Soon after India's 209-run loss to Australia in the WTC final, head coach Rahul Dravid too touched upon having to work with limitations around the scheduling. "I am never going to be happy with the prep as a coach, but that's a reality I'm faced with…we are faced with," Dravid said.
"Schedules are so cramped and tight. When you've been playing international cricket, if you're here three weeks before the tour and play two side games, you're going to be better prepared. We don't have that, we have to do what we can, but no excuses, no complaints."
India's fast bowlers - especially the change bowlers - missed their lines in the first innings against Australia. Rohit suggested having more time before the match might have helped them get into the rhythm of bowling in Test match cricket after two months of non-stop T20 cricket.
"Yeah, ideally, we would want to have a good time in hand to prepare, give enough rest to the bowlers," Rohit said at the post-match press conference. "Sometimes, it can be tough because playing T20 cricket, you completely bowl different lengths, different lines, and a lot of change-ups.

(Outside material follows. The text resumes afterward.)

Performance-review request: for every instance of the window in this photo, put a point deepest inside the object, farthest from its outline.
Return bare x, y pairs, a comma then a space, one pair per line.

"And then Test cricket, obviously, requires a lot of discipline, hitting that area consistently and challenging the batsmen - but again, you know [Mohammed] Shami, [Mohammed] Siraj, Umesh [Yadav] they all are experienced, they obviously know how to prepare themselves and get ready for a game like this. But in an ideal scenario, yes, I would prefer it if we have 20-25 days to prepare for a game like this."
Shastri calls for India to start succession planning
India begin 2023-25 cycle of the WTC with a Test series in the West Indies in July. Among the issues India may need to address is workload management, considering the 50-over World Cup is scheduled for October-November at home. This could potentially mean a few key players being rested.
Shastri believes it's imperative for the team management and the selectors to chart a succession plan to ensure young players coming through get a feel for the game at the highest level before they are called up for something like a final. This, he felt, had to be done, even if it meant "taking hard calls people may not like."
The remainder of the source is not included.